The movement and transport of protein can be explained through two models:
- Vesicular transport model
- Cisternal maturation model
Vesicular Transport Model
The vesicular transport model explains the transport of proteins through vesicles as they were initially identified to be associated with the Golgi apparatus. George Palade and Marilyn Farquhar developed this model. It states that the vesicles fuse with the cisternae membrane to move from one cisterna to the other. Thus, it also endorsed the theory that these cisternae contain specific enzymes that help modify the proteins by adding or removing sulfate groups or sugars. It is also involved in transporting molecules back to the endoplasmic reticulum. This model emphasizes that cisternae do not move.
Cisternal Maturation Model
The cisternal maturation model explains the Golgi bodies as a dynamic organelle compared to the vesicular transport model. Opposed to the vesicular transport model, this model does not mention that the cisternae are static. Instead, the cisternal maturation model mentions that the cis cisternae eventually mature into trans cisternae. New cisternae keep developing at the cis side. According to this model, the vesicles do not modify or transport proteins in the Golgi apparatus. The vesicles are only used to transport material back to the endoplasmic reticulum.

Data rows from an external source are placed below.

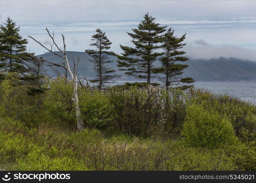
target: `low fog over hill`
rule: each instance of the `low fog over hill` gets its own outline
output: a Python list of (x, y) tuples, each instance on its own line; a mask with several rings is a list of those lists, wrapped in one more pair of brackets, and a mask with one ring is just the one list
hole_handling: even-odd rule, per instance
[[(93, 69), (93, 64), (88, 60), (90, 56), (87, 53), (70, 51), (67, 52), (67, 55), (70, 62), (73, 57), (75, 59), (79, 56), (79, 76), (86, 76), (89, 79), (95, 77), (96, 74)], [(59, 64), (63, 61), (62, 59), (51, 53), (38, 56)], [(116, 60), (115, 57), (110, 56), (110, 58), (115, 61), (110, 63), (109, 66), (117, 70), (117, 74), (121, 75), (119, 80), (133, 79), (125, 75), (124, 72), (118, 70), (116, 62), (115, 61)], [(73, 65), (73, 63), (70, 63)], [(227, 59), (220, 57), (209, 60), (192, 59), (185, 63), (189, 67), (185, 70), (183, 76), (192, 77), (197, 81), (256, 81), (256, 62), (234, 57)], [(47, 70), (49, 75), (55, 75), (51, 68), (47, 68)]]

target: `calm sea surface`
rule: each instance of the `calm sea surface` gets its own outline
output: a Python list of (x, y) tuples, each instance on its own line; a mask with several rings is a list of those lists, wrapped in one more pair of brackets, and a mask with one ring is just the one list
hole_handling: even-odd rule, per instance
[[(118, 81), (115, 84), (122, 85), (130, 81)], [(196, 88), (207, 89), (216, 94), (227, 93), (243, 100), (256, 104), (256, 82), (195, 82)]]
[(226, 93), (256, 104), (256, 82), (195, 82), (196, 87), (207, 89), (214, 93)]

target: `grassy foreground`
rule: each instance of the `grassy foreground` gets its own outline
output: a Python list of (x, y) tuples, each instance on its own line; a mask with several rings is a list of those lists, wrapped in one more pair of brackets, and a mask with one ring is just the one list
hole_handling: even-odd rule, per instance
[(167, 96), (81, 89), (86, 128), (78, 131), (71, 85), (49, 85), (31, 96), (7, 80), (1, 84), (0, 169), (256, 169), (250, 104), (200, 90)]

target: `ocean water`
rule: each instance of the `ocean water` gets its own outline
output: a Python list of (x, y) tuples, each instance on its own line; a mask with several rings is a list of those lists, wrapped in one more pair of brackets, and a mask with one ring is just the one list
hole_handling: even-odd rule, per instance
[(194, 85), (196, 87), (207, 89), (214, 93), (227, 93), (256, 104), (256, 82), (195, 82)]
[[(123, 85), (131, 81), (118, 81), (114, 85)], [(216, 94), (227, 93), (242, 100), (256, 104), (256, 82), (199, 82), (194, 83), (196, 88), (203, 89)]]

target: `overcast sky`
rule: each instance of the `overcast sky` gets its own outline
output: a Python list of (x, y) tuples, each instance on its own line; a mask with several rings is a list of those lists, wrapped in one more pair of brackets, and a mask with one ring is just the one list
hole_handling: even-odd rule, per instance
[[(145, 13), (156, 22), (187, 33), (188, 55), (207, 59), (234, 56), (256, 60), (255, 0), (0, 0), (3, 22), (8, 16), (21, 27), (23, 37), (31, 36), (49, 45), (45, 28), (54, 30), (56, 40), (66, 37), (67, 49), (84, 51), (98, 27), (113, 42), (111, 51), (120, 53), (120, 44), (132, 46), (131, 32)], [(44, 50), (29, 39), (28, 49)]]

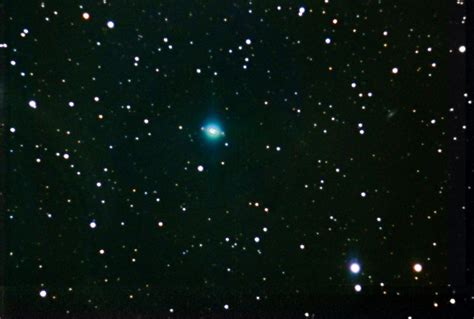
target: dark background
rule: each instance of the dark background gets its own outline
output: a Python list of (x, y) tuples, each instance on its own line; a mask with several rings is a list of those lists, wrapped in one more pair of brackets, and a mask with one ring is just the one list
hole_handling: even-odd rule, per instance
[(448, 8), (10, 1), (5, 312), (453, 311), (470, 97)]

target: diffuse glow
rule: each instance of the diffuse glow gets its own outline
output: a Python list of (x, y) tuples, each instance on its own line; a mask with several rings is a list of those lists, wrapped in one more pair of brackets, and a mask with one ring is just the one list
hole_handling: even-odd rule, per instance
[(201, 127), (201, 130), (209, 139), (212, 140), (219, 139), (225, 135), (224, 131), (219, 127), (219, 125), (214, 123), (209, 123), (206, 126)]

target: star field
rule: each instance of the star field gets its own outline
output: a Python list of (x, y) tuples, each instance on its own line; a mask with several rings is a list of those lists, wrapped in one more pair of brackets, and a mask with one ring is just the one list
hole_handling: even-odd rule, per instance
[(440, 1), (9, 8), (7, 312), (456, 303)]

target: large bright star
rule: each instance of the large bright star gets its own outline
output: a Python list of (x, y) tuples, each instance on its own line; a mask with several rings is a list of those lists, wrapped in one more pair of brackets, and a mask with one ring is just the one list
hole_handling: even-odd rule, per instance
[(224, 131), (219, 127), (219, 125), (210, 123), (206, 126), (201, 127), (201, 130), (204, 132), (206, 137), (212, 140), (219, 139), (220, 137), (224, 136)]

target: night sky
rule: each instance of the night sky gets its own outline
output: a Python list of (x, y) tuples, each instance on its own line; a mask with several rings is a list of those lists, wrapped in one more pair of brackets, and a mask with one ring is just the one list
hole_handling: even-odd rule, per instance
[(5, 309), (453, 304), (446, 10), (10, 1)]

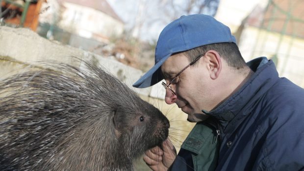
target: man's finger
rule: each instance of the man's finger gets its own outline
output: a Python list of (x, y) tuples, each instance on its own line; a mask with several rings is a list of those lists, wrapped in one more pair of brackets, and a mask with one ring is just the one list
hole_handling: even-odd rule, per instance
[[(159, 154), (161, 154), (159, 155)], [(163, 152), (155, 153), (153, 152), (151, 150), (149, 150), (145, 153), (145, 156), (149, 157), (152, 160), (154, 160), (155, 161), (161, 161), (162, 160), (162, 155)]]
[(155, 159), (151, 158), (149, 156), (144, 155), (143, 158), (146, 164), (148, 166), (152, 165), (157, 165), (159, 164), (160, 162), (161, 162), (162, 158), (161, 156), (158, 156), (158, 157), (156, 157)]

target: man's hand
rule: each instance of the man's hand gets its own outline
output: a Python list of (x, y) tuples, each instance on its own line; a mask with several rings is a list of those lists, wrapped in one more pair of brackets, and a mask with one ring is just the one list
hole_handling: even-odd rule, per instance
[(144, 161), (154, 171), (168, 171), (177, 156), (176, 149), (167, 139), (162, 143), (163, 150), (155, 147), (146, 151)]

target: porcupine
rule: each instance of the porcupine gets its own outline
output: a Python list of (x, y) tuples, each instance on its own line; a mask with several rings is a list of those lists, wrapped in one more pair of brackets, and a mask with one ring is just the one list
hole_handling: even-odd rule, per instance
[(52, 62), (60, 72), (0, 82), (0, 170), (132, 171), (166, 139), (169, 121), (158, 109), (84, 63), (85, 70)]

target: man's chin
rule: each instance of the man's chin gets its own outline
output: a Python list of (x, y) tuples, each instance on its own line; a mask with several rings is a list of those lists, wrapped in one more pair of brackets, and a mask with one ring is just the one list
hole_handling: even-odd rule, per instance
[(203, 113), (195, 113), (193, 114), (188, 115), (187, 121), (190, 122), (197, 122), (205, 120), (208, 118), (208, 116)]

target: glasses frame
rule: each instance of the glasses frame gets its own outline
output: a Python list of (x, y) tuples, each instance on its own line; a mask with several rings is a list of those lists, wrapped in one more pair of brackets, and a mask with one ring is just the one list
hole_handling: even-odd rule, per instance
[(201, 54), (199, 55), (198, 55), (198, 56), (197, 56), (195, 58), (195, 59), (194, 59), (194, 60), (193, 60), (193, 61), (190, 62), (190, 64), (189, 64), (187, 66), (186, 66), (186, 67), (184, 68), (182, 70), (181, 70), (179, 72), (178, 72), (178, 73), (177, 73), (175, 76), (174, 77), (174, 78), (173, 78), (173, 79), (172, 79), (172, 80), (171, 80), (171, 81), (169, 82), (169, 84), (167, 85), (167, 84), (166, 84), (165, 82), (161, 82), (161, 85), (163, 85), (163, 86), (165, 88), (165, 89), (169, 89), (169, 90), (170, 90), (171, 91), (171, 92), (172, 92), (172, 93), (173, 93), (174, 95), (176, 95), (176, 93), (174, 92), (174, 91), (173, 91), (173, 90), (172, 89), (172, 88), (170, 87), (170, 85), (171, 85), (171, 84), (172, 84), (174, 81), (175, 81), (175, 80), (177, 79), (177, 78), (179, 76), (179, 75), (180, 75), (180, 74), (184, 71), (185, 71), (186, 69), (187, 69), (189, 67), (191, 66), (191, 65), (194, 64), (194, 63), (195, 63), (197, 61), (199, 60), (199, 59), (200, 59), (200, 58), (201, 58), (202, 56), (203, 56), (205, 55), (205, 53), (203, 53), (203, 54)]

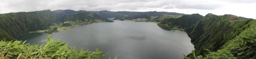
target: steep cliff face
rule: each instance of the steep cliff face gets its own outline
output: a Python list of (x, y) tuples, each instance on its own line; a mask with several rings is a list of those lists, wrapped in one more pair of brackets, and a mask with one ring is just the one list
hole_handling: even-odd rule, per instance
[(30, 31), (47, 29), (57, 20), (50, 10), (11, 13), (0, 14), (0, 27), (17, 38)]
[(184, 15), (177, 19), (172, 18), (164, 20), (157, 25), (167, 29), (183, 30), (185, 28), (195, 23), (203, 17), (198, 14)]
[[(17, 38), (28, 33), (29, 31), (47, 29), (55, 23), (65, 21), (79, 20), (92, 22), (95, 20), (107, 19), (95, 13), (90, 13), (83, 11), (76, 11), (72, 10), (60, 10), (54, 11), (47, 10), (0, 14), (0, 29), (8, 33), (6, 34), (3, 31), (0, 34), (3, 34), (3, 35), (9, 34), (14, 38)], [(14, 40), (12, 38), (7, 40)]]
[[(204, 17), (198, 15), (193, 14), (166, 19), (158, 25), (171, 29), (184, 30), (191, 39), (195, 54), (198, 56), (208, 53), (205, 49), (210, 51), (220, 49), (227, 41), (247, 28), (248, 22), (253, 20), (231, 14), (218, 16), (208, 14)], [(192, 56), (191, 55), (188, 56)]]
[(216, 51), (239, 34), (245, 29), (241, 28), (251, 20), (230, 14), (217, 16), (208, 14), (185, 31), (195, 46), (196, 54), (204, 55), (208, 53), (204, 49)]

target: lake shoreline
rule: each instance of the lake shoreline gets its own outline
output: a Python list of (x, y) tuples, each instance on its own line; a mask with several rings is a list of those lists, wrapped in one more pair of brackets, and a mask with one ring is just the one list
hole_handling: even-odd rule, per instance
[[(61, 31), (66, 31), (66, 30), (70, 30), (71, 28), (72, 28), (73, 27), (76, 27), (76, 26), (80, 26), (80, 25), (88, 25), (88, 24), (93, 24), (93, 23), (98, 23), (98, 22), (104, 22), (104, 21), (96, 21), (95, 22), (93, 22), (91, 23), (84, 23), (84, 24), (82, 24), (81, 25), (72, 25), (71, 26), (60, 26), (58, 27), (60, 28), (61, 28), (61, 27), (64, 27), (65, 29), (63, 29), (64, 28), (58, 28), (58, 29), (61, 29), (61, 30), (58, 30), (58, 32), (53, 32), (53, 33), (51, 33), (49, 34), (53, 34), (54, 33), (56, 33), (59, 32), (60, 32)], [(56, 26), (57, 25), (51, 25), (49, 27), (50, 27), (51, 26)], [(38, 30), (36, 31), (29, 31), (29, 33), (27, 33), (26, 34), (24, 34), (23, 35), (25, 35), (25, 34), (31, 34), (31, 33), (45, 33), (44, 31), (47, 31), (48, 30), (49, 30), (49, 29), (45, 29), (45, 30)], [(22, 35), (22, 36), (23, 36)]]

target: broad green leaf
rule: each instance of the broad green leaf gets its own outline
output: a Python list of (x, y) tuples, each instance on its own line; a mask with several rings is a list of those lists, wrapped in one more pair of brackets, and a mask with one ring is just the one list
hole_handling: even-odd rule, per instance
[(49, 34), (47, 37), (47, 39), (48, 39), (48, 41), (50, 41), (50, 38), (51, 38), (51, 34)]
[(117, 58), (117, 56), (118, 55), (116, 55), (116, 57), (115, 57), (115, 59), (116, 59), (116, 58)]
[(65, 53), (65, 52), (63, 51), (63, 52), (62, 52), (62, 53), (61, 53), (61, 55), (64, 55), (64, 53)]
[(30, 54), (35, 54), (35, 53), (37, 53), (37, 51), (36, 51), (36, 52), (32, 52), (32, 53), (30, 53)]
[(247, 53), (247, 56), (248, 56), (248, 55), (250, 55), (252, 54), (253, 53), (253, 52), (254, 52), (253, 51), (250, 51), (250, 52), (248, 52), (248, 53)]
[(243, 53), (243, 53), (243, 52), (238, 53), (237, 53), (237, 55), (240, 55), (243, 54)]
[(61, 43), (61, 42), (62, 42), (62, 41), (61, 40), (58, 40), (57, 41), (53, 42), (53, 43), (52, 43), (52, 45), (55, 46), (56, 45), (58, 45), (59, 44)]

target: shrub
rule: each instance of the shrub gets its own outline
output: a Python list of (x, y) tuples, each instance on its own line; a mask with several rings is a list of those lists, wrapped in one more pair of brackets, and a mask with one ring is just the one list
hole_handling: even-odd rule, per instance
[(26, 41), (0, 42), (0, 57), (1, 59), (97, 59), (106, 56), (96, 49), (94, 51), (84, 51), (83, 49), (75, 50), (68, 47), (67, 42), (61, 43), (58, 40), (50, 39), (50, 34), (47, 37), (48, 42), (45, 45), (30, 45), (24, 44)]

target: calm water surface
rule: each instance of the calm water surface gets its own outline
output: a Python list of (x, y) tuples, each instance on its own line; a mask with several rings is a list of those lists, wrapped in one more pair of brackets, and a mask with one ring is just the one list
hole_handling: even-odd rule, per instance
[[(167, 31), (154, 22), (114, 20), (74, 27), (52, 34), (54, 40), (68, 42), (76, 48), (89, 48), (108, 53), (102, 59), (179, 59), (194, 49), (184, 31)], [(32, 33), (18, 38), (31, 45), (41, 44), (48, 34)]]

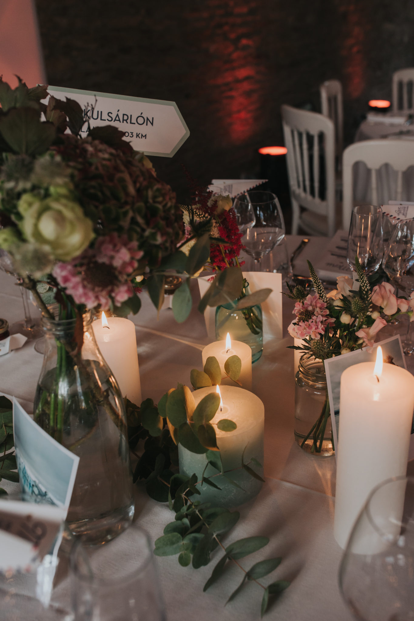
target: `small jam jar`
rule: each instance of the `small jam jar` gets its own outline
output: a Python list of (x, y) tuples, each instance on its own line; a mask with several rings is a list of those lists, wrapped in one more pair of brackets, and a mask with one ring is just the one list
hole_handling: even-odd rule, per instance
[(4, 340), (9, 336), (9, 322), (7, 319), (0, 319), (0, 341)]

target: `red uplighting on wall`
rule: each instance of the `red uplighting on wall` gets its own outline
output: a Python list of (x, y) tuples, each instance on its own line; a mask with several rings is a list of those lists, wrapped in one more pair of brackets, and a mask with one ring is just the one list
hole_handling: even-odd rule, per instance
[(368, 105), (371, 108), (389, 108), (391, 102), (387, 99), (371, 99)]
[(286, 147), (262, 147), (259, 153), (261, 155), (286, 155), (287, 149)]

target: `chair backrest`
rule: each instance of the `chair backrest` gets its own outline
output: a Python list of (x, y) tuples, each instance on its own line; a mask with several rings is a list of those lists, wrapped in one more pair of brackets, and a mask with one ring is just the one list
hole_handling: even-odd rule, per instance
[(414, 67), (393, 73), (392, 109), (395, 112), (414, 111)]
[(333, 121), (335, 127), (335, 155), (342, 159), (343, 145), (343, 103), (342, 84), (339, 80), (328, 79), (319, 87), (321, 110), (324, 116)]
[[(322, 114), (290, 106), (282, 106), (281, 111), (291, 196), (303, 207), (326, 215), (328, 235), (332, 237), (335, 232), (333, 123)], [(324, 199), (320, 197), (321, 172), (325, 173)]]
[(362, 140), (350, 145), (344, 151), (342, 160), (343, 201), (343, 228), (348, 230), (353, 207), (353, 168), (362, 161), (371, 171), (371, 202), (377, 205), (377, 171), (384, 164), (389, 164), (397, 171), (396, 196), (392, 200), (402, 199), (402, 173), (414, 165), (414, 140)]

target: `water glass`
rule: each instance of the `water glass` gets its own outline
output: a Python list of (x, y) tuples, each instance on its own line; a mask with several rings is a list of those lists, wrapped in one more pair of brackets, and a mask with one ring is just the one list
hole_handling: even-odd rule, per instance
[(367, 276), (379, 267), (383, 255), (382, 212), (375, 205), (354, 207), (348, 238), (348, 265), (355, 271), (355, 257)]
[(99, 548), (71, 558), (75, 621), (165, 621), (150, 541), (136, 524)]
[(371, 492), (351, 533), (339, 581), (356, 619), (414, 619), (414, 478), (389, 479)]

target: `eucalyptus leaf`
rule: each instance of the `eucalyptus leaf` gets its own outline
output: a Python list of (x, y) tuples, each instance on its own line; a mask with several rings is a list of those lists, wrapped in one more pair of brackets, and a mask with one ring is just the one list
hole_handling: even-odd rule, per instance
[(178, 554), (182, 543), (182, 537), (178, 533), (169, 533), (155, 540), (154, 554), (156, 556), (171, 556)]
[(246, 537), (233, 542), (226, 548), (226, 554), (235, 561), (257, 552), (269, 543), (269, 537)]
[(200, 443), (209, 451), (220, 450), (217, 446), (214, 427), (210, 423), (199, 425), (197, 429), (197, 435)]
[(238, 379), (241, 371), (241, 360), (238, 356), (230, 356), (224, 363), (224, 370), (230, 379)]
[(258, 291), (254, 291), (248, 296), (241, 297), (238, 301), (236, 310), (250, 308), (251, 306), (266, 302), (272, 291), (272, 289), (259, 289)]
[(188, 284), (188, 279), (182, 283), (173, 296), (173, 314), (178, 324), (185, 321), (191, 312), (192, 298)]
[(190, 381), (191, 382), (191, 386), (195, 390), (198, 390), (199, 388), (205, 388), (207, 386), (212, 385), (211, 379), (207, 373), (204, 373), (202, 371), (199, 371), (198, 369), (191, 369), (190, 373)]
[(219, 407), (220, 395), (217, 392), (210, 392), (203, 397), (192, 414), (196, 428), (199, 425), (204, 425), (211, 420)]
[(203, 589), (203, 591), (204, 591), (204, 592), (205, 592), (207, 589), (209, 589), (222, 575), (224, 570), (224, 566), (225, 565), (227, 561), (227, 556), (225, 555), (224, 556), (220, 558), (220, 561), (213, 569), (211, 576), (206, 582), (205, 584), (204, 584), (204, 588)]
[(217, 428), (220, 429), (220, 431), (228, 432), (236, 429), (237, 425), (233, 420), (230, 420), (228, 419), (222, 419), (217, 423)]
[(212, 386), (222, 383), (222, 369), (215, 356), (209, 356), (204, 365), (204, 373), (207, 373)]
[(178, 557), (178, 562), (181, 567), (188, 567), (191, 563), (191, 555), (189, 552), (181, 552)]
[(166, 414), (175, 427), (187, 422), (187, 410), (184, 388), (177, 388), (168, 395), (165, 408)]
[(264, 561), (259, 561), (255, 563), (248, 571), (248, 578), (249, 580), (259, 580), (268, 574), (274, 571), (277, 567), (279, 567), (282, 562), (281, 556), (277, 558), (266, 558)]
[(178, 442), (191, 453), (202, 455), (207, 451), (187, 422), (183, 423), (178, 428)]
[(186, 263), (186, 271), (192, 276), (201, 270), (210, 256), (210, 234), (205, 233), (191, 247)]

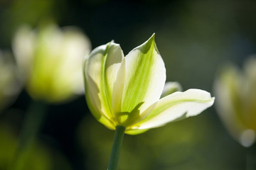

Vesicular Transport Model vs. Cisternal Maturation Model
The presence of multiple models regarding the transport of proteins within the Golgi apparatus piqued the curiosity of researchers. More studies were conducted to understand the exact mechanism of protein transport in Golgi bodies. Recently, in the 1990s, researchers studied different cells and tissues to understand the exact mechanism of Golgi bodies. They examined mammalian cells through immunoelectron microscopes. The observations showed procollagens in the cisternae but not in the vesicles. Another team of scientists observed protists with flagella that developed and transported scale-like material. However, again, these scales were not found in vesicles.
Thus, it provided evidence in favor of the cisternal maturation model, which advocates the maturation of the cis side into the trans side. It was further vetted by a visual obtained by live-cell fluorescence microscopy. The microscope observation showed cisternal maturation in the Golgi apparatus in yeast. It is easier to observe this process in Saccharomyces cerevisiae as they have a comparatively scattered structure. The cisternae appear irregularly dispersed individually within the cell. So, this method gave a better insight into the protein transport and Golgi maturation phenomenon.
The process appeared as changes in the color of the protein molecule as a result of cisternal maturation observed by fluorescent microscopy.
It shows that the observations support the cisternal maturation model as the cisternae mature; thus, the proteins change their color over time. It exhibits a change in the composition of different types of proteins within Golgi bodies. On the other hand, a continuous movement of proteins in the same color (in vesicles) would have supported the vesicular transport model. The research also showed a gradual change in the exact shape of the Golgi body’s structure as a result of maturation.
The Bottom Line
Golgi bodies are involved in modifying and transporting proteins and lipids within the cell and outside. The materials, such as proteins, enter the Golgi apparatus through the cis side and move towards the trans side to exit. During their movement, the enzymes in the cisternae modify the proteins. The initial vesicular transport model mentioned that these proteins move within vesicles to the other side, and the cisternae are static. Yet, another research suggested that the cisternae are more dynamic and mature over time; the cis face of the Golgi apparatus continuously matures and forms the trans face. Recent studies support the cisternal maturation model as the researchers observed changes in the structure of the Golgi apparatus and protein composition.